Monday, September 23, 2013

Winery: Four Daughters Winery and Vineryard

It has been awhile since I have been to a winery. And when I say awhile, I mean about 2 months.

Moving to Minnesota was a culture shock of experiences for me. Once I got beyond the feelings of "I can't see my friends and family whenever I want" grew to "What do you mean there is no Target in this town? And I have to drive <i>how far</i> to get to a winery? Can they even grow grapes in the Great North???"
Four Daughters Winery and Vineyard

Well, it turns out, there is a winery less than an hour away from where I live. And yes. The University of Minnesota viticulture/enology department actually grows cold hardy vines.

The product is Frontenac, Frontenac Gris, La Cresent, and Marquette vines. And they are all pretty outstanding. And all, are vines that Four Daughters grows.

Four Daughters provides a neat, and what I like to consider, an "California Authentic" wine tasting experience.  Their tasting room is very spacious and warm in color.  They have a full menu to take advantage of during your tasting as well (and let me say I only shared a Pizza Margarita with the Hubs, but man, was it really, really good).

As explained to me, they typically have a red tasting menu, and a white, but with this past weekend being the harvest weekend, they made a special tasting menu to showcase the wines that were made from grapes grown at the winery.

We started with a Brianna, 2012. This was white wine, slightly sweet, with a grassy nose that reminded me of a Sauvignon Blanc. There was nothing Sauvignan Blanc about this wine. Smooth, easy drinking, and not too sweet.

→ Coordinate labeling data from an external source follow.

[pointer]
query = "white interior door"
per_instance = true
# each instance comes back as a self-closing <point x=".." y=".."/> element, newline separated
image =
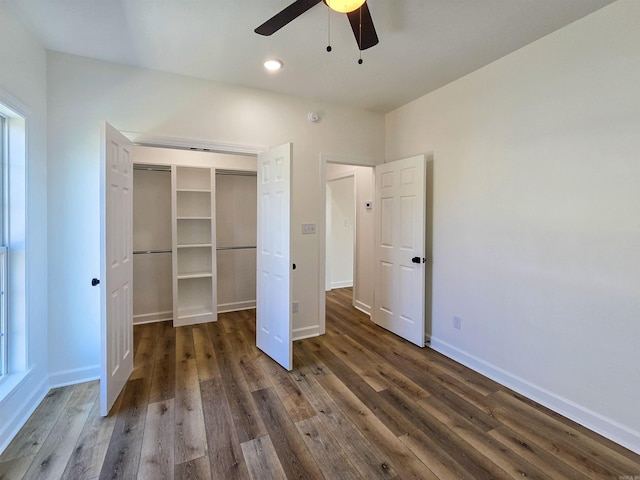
<point x="273" y="282"/>
<point x="399" y="291"/>
<point x="116" y="269"/>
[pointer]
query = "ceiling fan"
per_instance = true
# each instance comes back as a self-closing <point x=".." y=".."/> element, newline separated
<point x="357" y="11"/>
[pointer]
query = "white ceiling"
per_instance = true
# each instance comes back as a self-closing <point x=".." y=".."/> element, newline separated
<point x="424" y="44"/>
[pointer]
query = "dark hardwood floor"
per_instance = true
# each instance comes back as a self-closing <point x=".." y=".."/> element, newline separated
<point x="203" y="402"/>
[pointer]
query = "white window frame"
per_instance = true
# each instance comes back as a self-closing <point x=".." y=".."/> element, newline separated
<point x="4" y="347"/>
<point x="14" y="238"/>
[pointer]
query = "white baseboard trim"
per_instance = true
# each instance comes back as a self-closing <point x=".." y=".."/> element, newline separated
<point x="363" y="307"/>
<point x="73" y="376"/>
<point x="592" y="420"/>
<point x="19" y="416"/>
<point x="236" y="306"/>
<point x="152" y="317"/>
<point x="342" y="284"/>
<point x="305" y="332"/>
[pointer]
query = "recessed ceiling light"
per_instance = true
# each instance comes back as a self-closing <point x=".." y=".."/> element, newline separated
<point x="273" y="64"/>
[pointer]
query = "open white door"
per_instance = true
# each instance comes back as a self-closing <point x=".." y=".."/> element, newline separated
<point x="116" y="266"/>
<point x="273" y="312"/>
<point x="399" y="290"/>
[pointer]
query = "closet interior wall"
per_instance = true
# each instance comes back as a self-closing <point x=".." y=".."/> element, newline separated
<point x="152" y="273"/>
<point x="236" y="226"/>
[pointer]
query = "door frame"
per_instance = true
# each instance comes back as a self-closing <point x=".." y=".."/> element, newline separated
<point x="322" y="224"/>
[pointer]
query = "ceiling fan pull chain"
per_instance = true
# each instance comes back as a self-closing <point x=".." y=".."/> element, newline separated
<point x="328" y="29"/>
<point x="360" y="38"/>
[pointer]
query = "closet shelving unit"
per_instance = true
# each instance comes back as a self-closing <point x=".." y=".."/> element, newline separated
<point x="194" y="259"/>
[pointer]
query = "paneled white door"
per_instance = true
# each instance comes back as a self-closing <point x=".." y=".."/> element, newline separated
<point x="273" y="309"/>
<point x="116" y="269"/>
<point x="399" y="286"/>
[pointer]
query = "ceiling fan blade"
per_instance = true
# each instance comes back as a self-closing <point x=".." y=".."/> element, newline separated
<point x="287" y="15"/>
<point x="369" y="36"/>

We followed that with a gorgeous amber colored 2012 Frontenac Gris. This wine was almost as syrupy as a late harvest reisling, rich and decadently smooth, with notes of apricots.

Following next was a Frontenac Rose, something I have never had. This was very fruity and smooth.  I think it's a great wine to introduce to non-wine drinkers, actually, as it is a little bit more "juicy" than wine-ish.

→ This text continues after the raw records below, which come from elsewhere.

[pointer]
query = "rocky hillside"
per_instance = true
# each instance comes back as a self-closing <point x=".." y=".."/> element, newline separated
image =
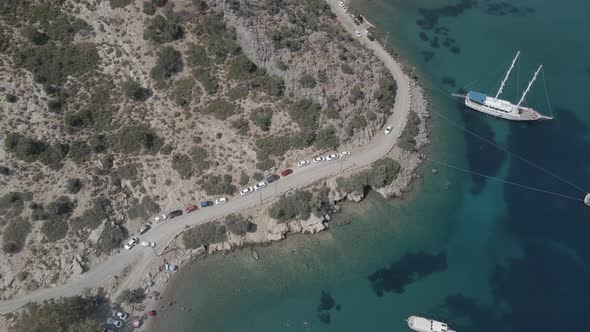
<point x="112" y="111"/>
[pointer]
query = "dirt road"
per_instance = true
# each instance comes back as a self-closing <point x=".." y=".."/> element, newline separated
<point x="141" y="259"/>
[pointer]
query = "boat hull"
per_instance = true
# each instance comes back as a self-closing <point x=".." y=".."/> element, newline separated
<point x="525" y="114"/>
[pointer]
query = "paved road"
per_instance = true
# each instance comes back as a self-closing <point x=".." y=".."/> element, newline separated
<point x="141" y="259"/>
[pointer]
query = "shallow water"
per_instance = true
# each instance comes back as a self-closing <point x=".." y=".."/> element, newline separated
<point x="479" y="254"/>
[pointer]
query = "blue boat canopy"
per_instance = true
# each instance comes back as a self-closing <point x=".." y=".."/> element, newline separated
<point x="476" y="96"/>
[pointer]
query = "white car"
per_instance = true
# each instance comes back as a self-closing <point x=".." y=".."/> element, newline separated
<point x="260" y="185"/>
<point x="246" y="191"/>
<point x="332" y="157"/>
<point x="318" y="159"/>
<point x="302" y="163"/>
<point x="221" y="200"/>
<point x="147" y="244"/>
<point x="131" y="243"/>
<point x="120" y="315"/>
<point x="114" y="322"/>
<point x="160" y="218"/>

aren't those the cutest little glasses?
I have to say, I wasn't sure if the North could produce a robust wine like the Napa Cabernet's and Paso Robles Zin's I have grown to love and adore. But, they can and do. Marquette is a really lovely wine. It smells peppery, and a little leathery, like a good, good, Syrah, and it delivers on that tannin mouth feel with a warm close at the back of your throat. There are hints of berries throughout the wine, but I was amazed at the pepperiness. A nice red, dry, but perfect for the long winters ahead of me.

Lastly we finished with a Sparkling Pinot Noir. While I was very excited to try this wine (I had exclaimed, "It's Pinot Noir and Sparkling! What will I not love about it?") but.... It didn't quite meet those expectations. The sparkling isn't too pronounced, and I am not certain I tasted a distinct Pinot Noir flavor. The wine itself was a little jammy, but didn't have a jammy wine texture. It was light. It did pair nicely with food, because I polished off half a pizza with that last glass of Sparkling Pinot Noir. I just wasn't as captivated by this wine as I was its predecessors.

After lunch and tasting, we tood a self guided tour to sample grapes in their raw form, before the wine making process. It was very neat to see, and to see an actual difference in the hardy vines of Minnesota, sort of trim and with less foliage than the fuller California vine counterparts. I think it's important to remember that these are rather young vines though, no more than 10-20 years old.

grapes in the "raw" and the final product
All in all, this was a very good tasting experience and I am excited to try more vintages from the other wineries this state has to offer.

We purchased a Marquette, and a bottle of the Brianna, but I will be back; I am a believer in sampling all that is offered.